Rostin Mankenta : Le verdict rendu nous a satisfait partiellement. Mais, il y a eu des moments très importants lors de ce verdict. Il s’agit de la condamnation à mort de Christian Ngoy Kenga Kenga, qui était le commandant du bataillon Simba et bras droit du général John Numbi. On n’imagine pas que c’était quelqu’un qu’on pouvait arrêter aussi facilement avec l’ancien régime. Le fait qu’il ait été arrêté, jugé et condamné, c’est quand même une avancée. Il est évident qu’en tant que défenseurs des droits humains, nous n’encourageons pas la peine de mort.
Nous espérons qu’il passera tout le reste de sa vie en prison. Pour Jacques Mugabo, qui a écopé 12 ans de prison, nous jugeons cette peine dérisoire. 12 ans, c’est trop peu face à la gravité du crime auquel il a participé. Nous aurions souhaité qu’il soit condamné à plus de 12 ans de prison. C’était trop complaisant. En ce qui concerne le major Paul Mwilambwe, nous avons salué son acquittement parce qu’on le considérait comme témoin clé dans cette affaire. Il n’est pas trempé dans cet assassinat. Nous avons eu beaucoup d’informations, qui ont aidé la justice militaire d’avancer avec le procès. C’est au cours du procès que nous avons vu, par exemple, le colonel Mukalayi condamné au premier degré, révélé tant de choses. Il dit qu’on lui faisait porter le chapeau. John Numbi est le principal commanditaire. Et qu’il est trop malicieux. M. Mukalayi l’a avoué lors du procès en appel, alors qu’il s’est réservé lors du premier procès avec l’ancien régime.

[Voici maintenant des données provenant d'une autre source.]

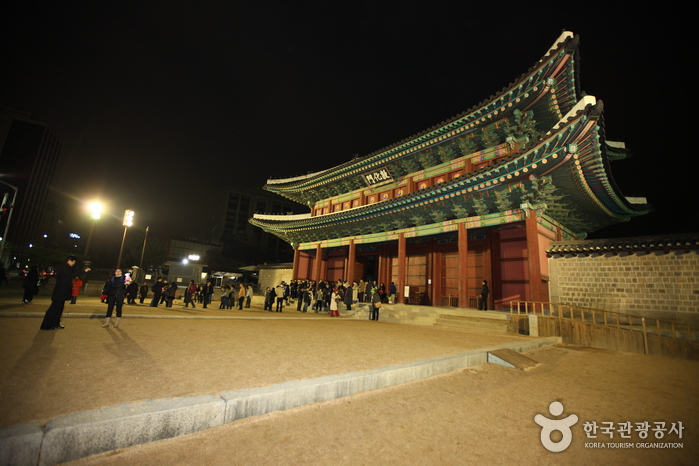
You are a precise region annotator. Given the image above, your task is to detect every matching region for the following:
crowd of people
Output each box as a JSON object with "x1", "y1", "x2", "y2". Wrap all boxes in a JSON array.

SA : Ce verdict est-il un pas dans la lutte contre l’impunité des crimes sur les défenseurs des droits humains ?
RM : Oui, un pas a été franchi. Obtenir la condamnation de deux colonels, dont Christian Ngoy Kenga Kenga et Daniel Mukalayi, mais aussi Jacques Mugabo, c’est une avancée, même si la série continue. Il faut que la justice militaire puisse aller jusqu’au bout. Les autorités congolaises doivent tout mettre en œuvre pour dénicher John Numbi de sa cachette. Qu’il soit arrêté et le présenter à la justice pour qu’il réponde de ses actes.
SA : Vous insistez sur la comparution de John Numbi et d’autres complices. Pensez-vous que tout n’a pas été révélé ?
RM : Il est important de souligner que beaucoup de choses ont été dites durant ce procès en appel. L’avantage dudit procès avec trois prévenus, ci-haut cités, est que des nouvelles informations ont été révélées par rapport au premier procès. Mais le problème est que le principal suspect, tant réclamé par la Voix des Sans voix pour droits de l’homme et d’autres organisations nationales et internationales des droits humains est encore en cavale. C’est un suspect, dont le nom avait été cité dès le premier jour de la découverte du corps sans vie de Floribert Chebeya. Il s’agit du général John Numbi, qui n’a jamais été jugé dans cette affaire. Je pense que s’arrêter à ce niveau, ce serait consacré le régime des intouchables en RDC. Il faut qu’il y ait un nouveau procès au cours duquel John Numbi devra comparaitre ainsi que d’autres noms cités lors ce procès en appel.
SA : Le prochain épisode serait de voir le général John Numbi à la barre ?
RM : A tout prix. Tant qu’il ne se présentera pas devant la justice, je crois qu’il n’y aura pas de justice pour Chebeya et Bazana. S’il avait reçu les ordres d’exécuter ces deux défenseurs de droits de l’homme, il est temps qu’il l’avoue. C’est très important pour nous.